Workshop format: Two lectures will provide the context for workshop-style discussion. Discussion will focus on extracts from writers including Virginia Woolf, W. Somerset Maugham, Dorothy Richardson, H.G. Wells, John Cournos and George Orwell. Participants are encouraged to explore the reading listed below in advance, but knowledge of it will not be assumed.
Who is this workshop suitable for: This workshop is open to everyone with an interest and desire to learn more. No previous skills, knowledge or experience is required.
Recommended reading:
Virginia Woolf, ‘Modern Fiction’ (1925), ‘The Russian Point of View’ (1925), ‘An Unwritten Novel’ (1920)
H.G. Wells, Russia in the Shadows (1920)
Somerset Maugham, ‘Love and Russian Literature’ and ‘Mr. Harrington’s Washing’, from Ashenden (1928)
George Orwell, Animal Farm (1945)
Excerpts from texts by Dorothy Richardson and John Cournos may also be provided
Refreshments: Tea and biscuits will be provided at the start of the workshop. Participants should make their own arrangements for lunch.
Rebecca is a Fellow and University Lecturer in English at The Queen’s College, University of Oxford. She is the author of Ezra Pound and the Visual Culture of Modernism (Cambridge University Press, 2007), and Theorists of Modernist Poetry: Ezra Pound, T.S. Eliot and T.E. Hulme (Routledge Critical Thinkers, 2007). With Philip Ross Bullock, she edited Russia in Britain, 1880-1940 (Oxford University Press, 2013), and her new book, Russian Culture and the Creation of British Modernism, 1881-1922, is forthcoming from Oxford University Press in 2019.
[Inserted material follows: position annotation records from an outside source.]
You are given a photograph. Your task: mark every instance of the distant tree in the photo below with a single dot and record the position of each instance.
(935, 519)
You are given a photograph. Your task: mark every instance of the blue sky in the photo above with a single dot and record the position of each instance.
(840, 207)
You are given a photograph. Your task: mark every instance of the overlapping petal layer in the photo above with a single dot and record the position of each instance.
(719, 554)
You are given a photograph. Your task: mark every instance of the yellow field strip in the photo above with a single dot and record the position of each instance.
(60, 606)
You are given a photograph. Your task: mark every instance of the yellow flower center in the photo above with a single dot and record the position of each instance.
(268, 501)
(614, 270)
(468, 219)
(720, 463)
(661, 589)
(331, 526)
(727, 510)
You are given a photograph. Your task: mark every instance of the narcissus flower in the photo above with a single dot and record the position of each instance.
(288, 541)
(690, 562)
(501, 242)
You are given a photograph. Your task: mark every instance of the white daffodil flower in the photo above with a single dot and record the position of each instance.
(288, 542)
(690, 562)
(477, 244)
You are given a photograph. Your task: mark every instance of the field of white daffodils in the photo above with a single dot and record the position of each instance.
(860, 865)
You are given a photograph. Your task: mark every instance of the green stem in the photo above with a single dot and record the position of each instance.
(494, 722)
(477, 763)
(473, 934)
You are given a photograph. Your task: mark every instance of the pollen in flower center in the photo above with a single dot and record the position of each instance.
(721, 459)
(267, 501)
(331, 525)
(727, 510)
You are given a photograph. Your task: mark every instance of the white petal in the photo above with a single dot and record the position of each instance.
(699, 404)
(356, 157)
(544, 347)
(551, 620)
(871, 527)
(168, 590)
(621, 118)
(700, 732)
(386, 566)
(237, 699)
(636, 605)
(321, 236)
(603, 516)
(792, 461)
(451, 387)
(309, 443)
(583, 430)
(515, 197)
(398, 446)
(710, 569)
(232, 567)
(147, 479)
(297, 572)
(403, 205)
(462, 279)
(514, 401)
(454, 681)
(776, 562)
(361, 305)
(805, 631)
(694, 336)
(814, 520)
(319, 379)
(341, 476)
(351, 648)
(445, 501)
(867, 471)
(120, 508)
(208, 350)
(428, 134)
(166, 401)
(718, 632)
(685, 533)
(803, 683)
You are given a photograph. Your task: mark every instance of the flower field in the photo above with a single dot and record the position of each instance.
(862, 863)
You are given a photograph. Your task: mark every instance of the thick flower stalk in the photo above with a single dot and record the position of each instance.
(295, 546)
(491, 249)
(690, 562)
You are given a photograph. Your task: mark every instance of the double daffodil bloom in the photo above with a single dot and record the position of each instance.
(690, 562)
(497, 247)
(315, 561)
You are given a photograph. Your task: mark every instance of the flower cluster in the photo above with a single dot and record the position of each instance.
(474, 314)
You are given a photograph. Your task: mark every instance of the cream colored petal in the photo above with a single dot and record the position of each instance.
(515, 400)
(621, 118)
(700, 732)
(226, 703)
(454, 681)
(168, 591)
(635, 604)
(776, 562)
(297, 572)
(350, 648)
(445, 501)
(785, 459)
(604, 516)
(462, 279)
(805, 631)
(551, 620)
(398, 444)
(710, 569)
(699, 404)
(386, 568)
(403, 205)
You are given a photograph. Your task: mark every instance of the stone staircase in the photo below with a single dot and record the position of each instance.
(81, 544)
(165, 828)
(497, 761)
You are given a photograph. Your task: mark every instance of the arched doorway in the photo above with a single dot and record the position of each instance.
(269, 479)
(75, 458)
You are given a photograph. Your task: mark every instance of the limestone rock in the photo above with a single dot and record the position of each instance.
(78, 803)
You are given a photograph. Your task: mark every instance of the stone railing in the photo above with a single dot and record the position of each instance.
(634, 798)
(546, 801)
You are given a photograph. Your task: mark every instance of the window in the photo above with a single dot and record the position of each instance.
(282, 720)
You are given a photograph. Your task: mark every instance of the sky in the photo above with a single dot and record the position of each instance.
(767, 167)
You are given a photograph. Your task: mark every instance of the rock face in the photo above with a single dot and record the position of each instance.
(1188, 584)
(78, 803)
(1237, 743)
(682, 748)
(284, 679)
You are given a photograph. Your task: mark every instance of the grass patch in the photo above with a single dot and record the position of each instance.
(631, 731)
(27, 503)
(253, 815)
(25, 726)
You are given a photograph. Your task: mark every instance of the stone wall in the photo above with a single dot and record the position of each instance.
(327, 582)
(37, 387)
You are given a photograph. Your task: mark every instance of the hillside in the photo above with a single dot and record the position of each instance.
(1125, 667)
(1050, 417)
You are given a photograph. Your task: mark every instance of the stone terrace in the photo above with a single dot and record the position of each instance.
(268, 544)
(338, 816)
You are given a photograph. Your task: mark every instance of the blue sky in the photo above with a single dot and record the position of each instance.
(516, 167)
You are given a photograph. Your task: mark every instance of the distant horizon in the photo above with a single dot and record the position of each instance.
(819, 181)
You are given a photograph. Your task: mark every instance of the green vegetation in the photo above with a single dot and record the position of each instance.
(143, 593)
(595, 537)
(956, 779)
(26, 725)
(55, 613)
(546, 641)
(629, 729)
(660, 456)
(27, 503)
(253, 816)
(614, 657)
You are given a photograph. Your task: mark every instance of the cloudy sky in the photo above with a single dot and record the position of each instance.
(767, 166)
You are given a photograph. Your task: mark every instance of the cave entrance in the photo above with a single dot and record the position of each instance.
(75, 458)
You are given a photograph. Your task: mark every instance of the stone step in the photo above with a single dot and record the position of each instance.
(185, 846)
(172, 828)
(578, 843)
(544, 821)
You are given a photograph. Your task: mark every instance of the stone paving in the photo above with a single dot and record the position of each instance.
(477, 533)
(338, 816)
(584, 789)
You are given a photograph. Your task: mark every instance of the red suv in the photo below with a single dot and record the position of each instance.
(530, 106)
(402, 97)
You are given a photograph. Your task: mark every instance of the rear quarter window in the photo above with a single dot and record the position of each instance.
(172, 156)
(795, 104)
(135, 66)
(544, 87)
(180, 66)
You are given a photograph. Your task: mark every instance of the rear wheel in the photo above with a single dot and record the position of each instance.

Matthew is a Senior Lecturer in Literature at the University of East Anglia. His book Red Britain: The Russian Revolution in Mid-century Culture will be published by Oxford University Press in 2019. He has co-edited (with Benjamin Kohlmann) A History of 1930s British Literature, which is forthcoming from Cambridge University Press in 2019. His first book was Fictions of the City: Class, Culture and Mass Housing in London and Paris.